Melons make magnificent additions to any meal, any time
Published 12:01 am Saturday, July 14, 2012
Recently my longtime friend, Alice, and I shared cooking a meal. She brought a beautiful, but also healthy, desert – melons. They are in season, and she said the local ones were so good. The recipe came from Lee Bailey’s Southern Food & Plantation Houses. It is a pretty coffee-table book with lovely pictures of homes in Natchez, Miss., with recipes for luncheons, elegant dinners, Sunday suppers, fish fries, barbecues, buffets, etc. Despite it being a pretty book the recipes are simple and tasty. Bailey is dead now, but long before Martha Stewart produced attractive books about how to entertain, he showed us glamorous cooking and beautiful presentations accessible to the uninitiated.
Bailey was born in Bunkie, La., where I also have a friend, but lived and worked in Manhattan and Long Island, N.Y. But, he didn’t forget his Southern roots. He had an aunt who lived in Natchez and visited her often. On a trip in the late 80s, he teamed up with the Pilgrimage Garden Club of Natchez to produce his Southern Food book. The melon recipe was for a lunch under the trees at Edgewood, an 1850s home in Natchez.
Use it for a family desert, for a buffet luncheon or dinner…or breakfast.
Melon with
Blueberry Sauce
Serves 8
2 cups fresh blueberries
½ cup sugar
2 tablespoons freshly squeezed lemon juice
1 tablespoon vodka
Dash of ground cinnamon (optional)
1 very large honeydew melon or any other good melon, peeled, seeded, and cut into medium-thin slices
Place the berries, sugar, lemon juice, vodka and cinnamon in a small saucepan. Bring to a simmer over medium heat, and cook slowly for 20 minutes. Cool, cover and refrigerate until ready to use.
Arrange melon slices on individual plates and put a line of sauce down the middle of each. (Alice used both honeydew and cantaloupe slices and added some sliced strawberries and decorated with mint.)
The July issue of ‘bon appétit’ had a great melon dessert with lime. Other ripe fruit can be used such as pineapple, peaches or plums. You can chill any leftover syrup for sweetening iced tea or cocktails.
Melon Carpaccio
with Lime
Serves 6
½ cup sugar
4 sprigs mint plus small leaves for garnish
½ t. thinly sliced fresh red chili (such as jalapeño or Fresno)

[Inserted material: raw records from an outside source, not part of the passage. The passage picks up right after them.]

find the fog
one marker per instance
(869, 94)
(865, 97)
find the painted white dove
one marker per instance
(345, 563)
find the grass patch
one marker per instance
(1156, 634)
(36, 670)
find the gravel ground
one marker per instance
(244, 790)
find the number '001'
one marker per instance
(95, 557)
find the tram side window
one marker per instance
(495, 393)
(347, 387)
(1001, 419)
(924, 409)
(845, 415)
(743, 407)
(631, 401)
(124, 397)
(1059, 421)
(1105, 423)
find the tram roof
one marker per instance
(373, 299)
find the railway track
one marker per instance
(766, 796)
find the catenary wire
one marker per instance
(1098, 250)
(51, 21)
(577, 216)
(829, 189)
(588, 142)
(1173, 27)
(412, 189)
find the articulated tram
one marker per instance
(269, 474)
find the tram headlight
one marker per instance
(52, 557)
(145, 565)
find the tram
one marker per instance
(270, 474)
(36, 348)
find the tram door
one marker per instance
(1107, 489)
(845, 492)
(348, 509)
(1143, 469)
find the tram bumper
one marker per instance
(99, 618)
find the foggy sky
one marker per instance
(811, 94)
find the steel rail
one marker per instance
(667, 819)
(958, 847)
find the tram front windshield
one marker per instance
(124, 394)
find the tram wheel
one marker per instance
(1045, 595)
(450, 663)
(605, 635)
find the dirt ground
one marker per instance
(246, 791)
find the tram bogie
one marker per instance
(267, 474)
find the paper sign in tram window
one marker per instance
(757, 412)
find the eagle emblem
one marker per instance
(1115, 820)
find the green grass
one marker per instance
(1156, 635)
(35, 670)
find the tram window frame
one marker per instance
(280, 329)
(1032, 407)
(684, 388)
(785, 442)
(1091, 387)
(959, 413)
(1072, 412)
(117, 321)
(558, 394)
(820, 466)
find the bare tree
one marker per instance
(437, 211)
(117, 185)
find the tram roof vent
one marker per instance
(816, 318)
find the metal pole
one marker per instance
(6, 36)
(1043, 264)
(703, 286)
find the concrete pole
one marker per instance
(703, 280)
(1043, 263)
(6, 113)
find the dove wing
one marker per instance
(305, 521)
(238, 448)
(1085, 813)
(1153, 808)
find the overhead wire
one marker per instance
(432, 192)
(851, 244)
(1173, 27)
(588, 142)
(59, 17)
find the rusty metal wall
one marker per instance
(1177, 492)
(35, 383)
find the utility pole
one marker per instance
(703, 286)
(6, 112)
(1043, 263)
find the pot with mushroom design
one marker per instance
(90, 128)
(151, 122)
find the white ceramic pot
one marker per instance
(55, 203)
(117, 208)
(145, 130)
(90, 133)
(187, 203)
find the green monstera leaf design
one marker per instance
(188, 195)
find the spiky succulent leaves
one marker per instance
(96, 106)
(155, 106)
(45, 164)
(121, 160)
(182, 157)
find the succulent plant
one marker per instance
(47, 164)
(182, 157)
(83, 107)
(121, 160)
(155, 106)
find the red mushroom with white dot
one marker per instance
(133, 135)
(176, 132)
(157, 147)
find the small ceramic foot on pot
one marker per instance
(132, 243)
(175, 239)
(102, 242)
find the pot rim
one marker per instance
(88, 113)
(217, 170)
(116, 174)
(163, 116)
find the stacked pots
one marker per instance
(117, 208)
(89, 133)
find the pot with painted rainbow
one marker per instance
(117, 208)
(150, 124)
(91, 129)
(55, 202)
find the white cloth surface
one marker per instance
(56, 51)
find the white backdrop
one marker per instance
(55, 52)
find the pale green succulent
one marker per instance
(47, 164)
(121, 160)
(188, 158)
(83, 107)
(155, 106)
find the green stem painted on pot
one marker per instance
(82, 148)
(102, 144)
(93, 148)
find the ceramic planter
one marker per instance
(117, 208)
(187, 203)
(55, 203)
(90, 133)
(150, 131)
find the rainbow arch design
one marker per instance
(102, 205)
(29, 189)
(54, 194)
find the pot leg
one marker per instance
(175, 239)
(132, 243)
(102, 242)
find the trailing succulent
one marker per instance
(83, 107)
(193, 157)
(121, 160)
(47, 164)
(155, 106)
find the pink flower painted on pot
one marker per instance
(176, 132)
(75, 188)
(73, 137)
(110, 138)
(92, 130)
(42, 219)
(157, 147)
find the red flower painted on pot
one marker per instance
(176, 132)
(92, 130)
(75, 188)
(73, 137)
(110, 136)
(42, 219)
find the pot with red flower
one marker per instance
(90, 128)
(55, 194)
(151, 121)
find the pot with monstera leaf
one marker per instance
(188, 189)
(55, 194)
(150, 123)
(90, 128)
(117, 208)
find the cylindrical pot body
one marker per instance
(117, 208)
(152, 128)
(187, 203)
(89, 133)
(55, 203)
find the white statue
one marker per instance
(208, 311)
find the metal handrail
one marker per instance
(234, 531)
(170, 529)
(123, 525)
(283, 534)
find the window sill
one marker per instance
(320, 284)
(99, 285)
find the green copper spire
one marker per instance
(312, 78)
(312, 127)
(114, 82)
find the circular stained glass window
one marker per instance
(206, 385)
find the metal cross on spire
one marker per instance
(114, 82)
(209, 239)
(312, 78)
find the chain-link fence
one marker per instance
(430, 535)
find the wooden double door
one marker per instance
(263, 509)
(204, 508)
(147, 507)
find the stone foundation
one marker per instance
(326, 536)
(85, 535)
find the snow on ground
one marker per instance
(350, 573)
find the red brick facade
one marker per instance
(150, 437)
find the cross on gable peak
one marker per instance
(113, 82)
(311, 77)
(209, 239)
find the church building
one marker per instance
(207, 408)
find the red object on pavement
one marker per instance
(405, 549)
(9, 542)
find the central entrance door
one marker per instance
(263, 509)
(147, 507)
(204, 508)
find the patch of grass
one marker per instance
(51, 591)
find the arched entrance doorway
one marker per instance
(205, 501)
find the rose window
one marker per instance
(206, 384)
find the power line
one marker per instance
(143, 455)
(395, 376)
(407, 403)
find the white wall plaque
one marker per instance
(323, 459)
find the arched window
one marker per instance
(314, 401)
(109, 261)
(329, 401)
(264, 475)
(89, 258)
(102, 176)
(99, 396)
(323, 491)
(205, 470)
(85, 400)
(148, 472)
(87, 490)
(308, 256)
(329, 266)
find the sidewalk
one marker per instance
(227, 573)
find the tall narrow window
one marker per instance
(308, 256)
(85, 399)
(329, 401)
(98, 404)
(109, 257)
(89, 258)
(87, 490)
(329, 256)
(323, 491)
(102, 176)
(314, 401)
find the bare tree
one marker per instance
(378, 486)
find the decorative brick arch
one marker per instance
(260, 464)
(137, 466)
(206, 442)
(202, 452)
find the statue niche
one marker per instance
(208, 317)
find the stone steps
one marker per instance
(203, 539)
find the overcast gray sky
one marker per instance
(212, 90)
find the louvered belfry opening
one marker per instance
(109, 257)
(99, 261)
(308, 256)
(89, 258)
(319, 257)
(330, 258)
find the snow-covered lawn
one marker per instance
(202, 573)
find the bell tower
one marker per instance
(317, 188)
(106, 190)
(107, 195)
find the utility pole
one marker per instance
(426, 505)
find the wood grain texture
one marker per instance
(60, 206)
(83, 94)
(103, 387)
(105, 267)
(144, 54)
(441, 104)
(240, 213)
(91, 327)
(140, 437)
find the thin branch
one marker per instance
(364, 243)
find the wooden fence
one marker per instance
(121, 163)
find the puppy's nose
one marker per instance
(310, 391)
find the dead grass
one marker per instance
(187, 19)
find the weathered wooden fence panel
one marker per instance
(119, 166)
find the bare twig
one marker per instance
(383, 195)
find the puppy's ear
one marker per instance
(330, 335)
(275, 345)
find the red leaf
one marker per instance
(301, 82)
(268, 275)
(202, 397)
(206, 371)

½ vanilla bean, split lengthwise
½ cup fresh lime juice
½ 5-lb. melon (such as honeydew), peeled, halved, seeded, cut crosswise into ¼ “slices
Coconut, mango, or lemon sorbet (optional)
½ tsp. lime zest
Bring sugar and ¼ cup water to a boil in a small saucepan over medium heat, stirring to dissolve sugar. Add mint sprigs and chili. Scrape in seeds from vanilla bean; add bean. Remove syrup from heat; cover and let steep for 15 minutes for flavors to infuse.
Strain syrup through a fine-mesh sieve into a small bowl; stir in limejuice.
Do ahead: Syrup can be made one week ahead. Keep chilled.
Arrange melon slices in a 13x9x2” glass baking dish. Pour syrup over melon in baking dish. Cover with plastic wrap and chill for two hours to allow flavors to meld.
Divide melon slices among plates, overlapping them decoratively. Pour remaining syrup in dish into a small pitcher.
Do ahead: Melon carpaccio can be made up to five hours ahead. Cover and chill melon and remaining syrup separately. Drizzle some of syrup over melon. Place a scoop of sorbet in center of each plate, is using garnish with mint leaves and lime zest.
See what melons are in the market. Melons love heat and we have a lot of that. You might want to think of growing your own next year. I have planted Edisto Mystery (seed from Southern Exposure Seed Exchange) this year, said to do well in the hot humid conditions which prevail in my garden. It should be coming in soon.